# Delacroix report



## NealXB2003 (Jun 8, 2020)

Got down here yesterday mid day and fished for a couple hours. Only caught 1 red. 

Fished most of the day today with only 3 to show for it.


Tough tough tough. 

Water clarity is horrible. Can only see a chartreuse bait about 2" down. 

Trout do not seem to have moved into the marsh yet. 

Very few people fishing. Lots of people rebuilding. 

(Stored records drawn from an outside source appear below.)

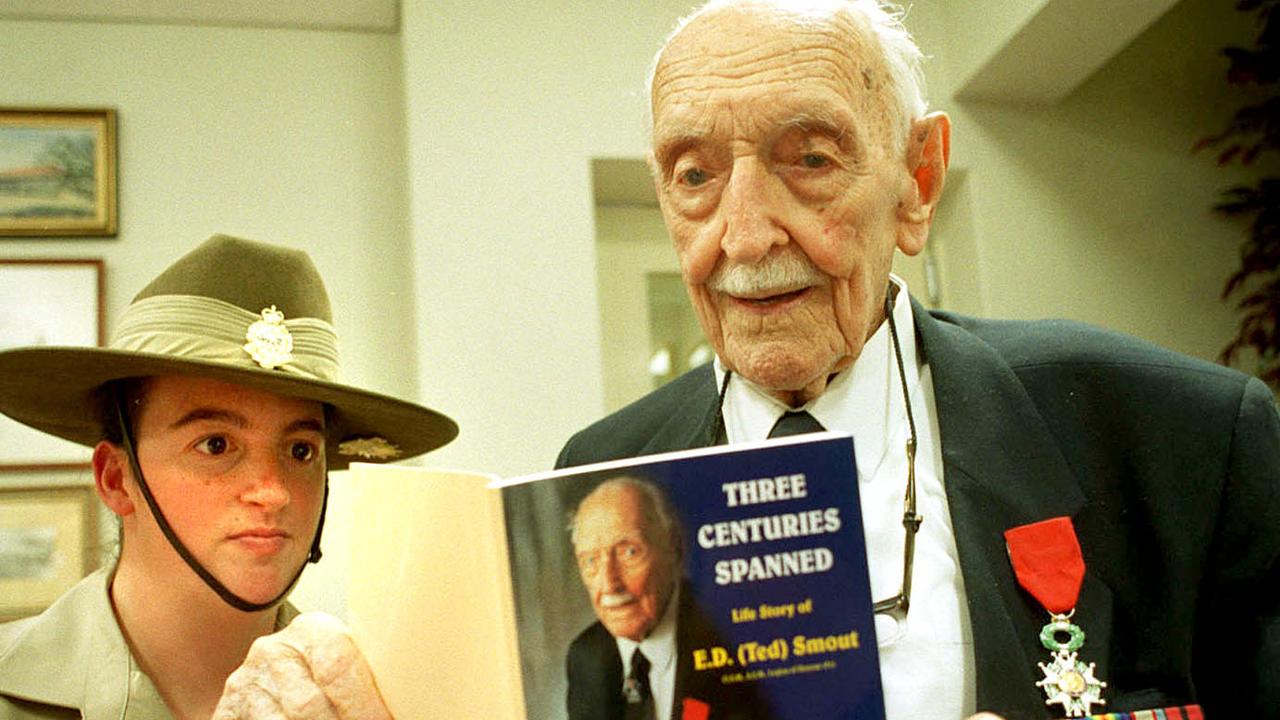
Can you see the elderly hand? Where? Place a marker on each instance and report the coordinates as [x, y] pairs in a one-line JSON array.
[[310, 670]]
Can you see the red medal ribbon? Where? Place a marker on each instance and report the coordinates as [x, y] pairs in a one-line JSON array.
[[1047, 561]]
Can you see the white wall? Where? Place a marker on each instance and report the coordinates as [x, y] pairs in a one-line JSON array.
[[287, 136], [507, 104], [1095, 208]]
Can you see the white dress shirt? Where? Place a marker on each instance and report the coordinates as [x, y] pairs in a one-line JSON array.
[[659, 648], [927, 668]]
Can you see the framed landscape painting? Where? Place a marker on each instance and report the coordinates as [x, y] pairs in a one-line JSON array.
[[56, 172], [48, 542]]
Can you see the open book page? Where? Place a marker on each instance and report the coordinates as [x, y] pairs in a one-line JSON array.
[[766, 607], [430, 597]]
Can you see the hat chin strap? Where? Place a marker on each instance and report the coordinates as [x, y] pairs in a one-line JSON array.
[[214, 583]]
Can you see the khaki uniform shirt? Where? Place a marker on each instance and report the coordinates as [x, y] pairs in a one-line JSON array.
[[72, 661]]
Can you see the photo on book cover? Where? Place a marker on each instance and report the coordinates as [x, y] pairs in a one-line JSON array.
[[737, 573]]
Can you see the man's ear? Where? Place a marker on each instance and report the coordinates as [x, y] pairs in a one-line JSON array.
[[928, 151], [109, 472]]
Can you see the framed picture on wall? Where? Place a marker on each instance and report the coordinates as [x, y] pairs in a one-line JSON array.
[[56, 172], [48, 542], [48, 302]]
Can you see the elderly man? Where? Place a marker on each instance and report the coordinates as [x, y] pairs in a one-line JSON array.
[[214, 418], [1095, 520], [635, 662]]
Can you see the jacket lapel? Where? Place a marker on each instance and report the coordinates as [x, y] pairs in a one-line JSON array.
[[1001, 469], [694, 420]]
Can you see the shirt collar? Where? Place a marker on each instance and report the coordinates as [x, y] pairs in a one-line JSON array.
[[864, 400], [659, 646]]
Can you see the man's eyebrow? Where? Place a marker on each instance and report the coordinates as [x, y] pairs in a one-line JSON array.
[[835, 126], [671, 144]]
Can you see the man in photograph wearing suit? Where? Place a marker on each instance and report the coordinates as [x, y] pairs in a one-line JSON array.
[[792, 153], [636, 660]]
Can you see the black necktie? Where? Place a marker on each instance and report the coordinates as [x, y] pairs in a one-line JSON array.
[[636, 688], [795, 424]]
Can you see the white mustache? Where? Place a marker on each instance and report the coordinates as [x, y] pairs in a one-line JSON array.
[[616, 598], [775, 274]]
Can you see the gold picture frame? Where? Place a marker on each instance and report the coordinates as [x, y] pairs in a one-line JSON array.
[[58, 172], [48, 542]]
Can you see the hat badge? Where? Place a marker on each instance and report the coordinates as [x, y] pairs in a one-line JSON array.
[[269, 342]]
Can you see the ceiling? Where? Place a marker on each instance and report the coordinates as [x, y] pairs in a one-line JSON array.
[[361, 16]]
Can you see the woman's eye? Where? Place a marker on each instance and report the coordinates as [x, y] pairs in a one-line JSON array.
[[213, 445], [302, 451]]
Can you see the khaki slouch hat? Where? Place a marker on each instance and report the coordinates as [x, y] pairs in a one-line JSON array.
[[234, 310]]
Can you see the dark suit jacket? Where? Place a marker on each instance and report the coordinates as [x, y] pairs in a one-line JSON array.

Definitely some scattered stuff in the marsh but navigation is fine. Seems the storm must have uprooted a lot of the submerged grasses, though. That may contribute to the clarity, or lack thereof.


----------



## jonnyred (Oct 2, 2018)

Thanks for the report. Hope it improves


----------



## NealXB2003 (Jun 8, 2020)

Caught 4 today. Mild improvement I guess. All were caught in waters nearer black bay. Not even a sniff in the interior marshes.


----------



## bob_esper (Jun 3, 2021)

Are you poling around there at all? i've fished there a few times, just never sight fished. Beautiful area.


----------



## NealXB2003 (Jun 8, 2020)

No, I'm not set up for that. My aluminum duck boat doubles as my saltwater boat. On the trolling motor and chunking/ winding.


----------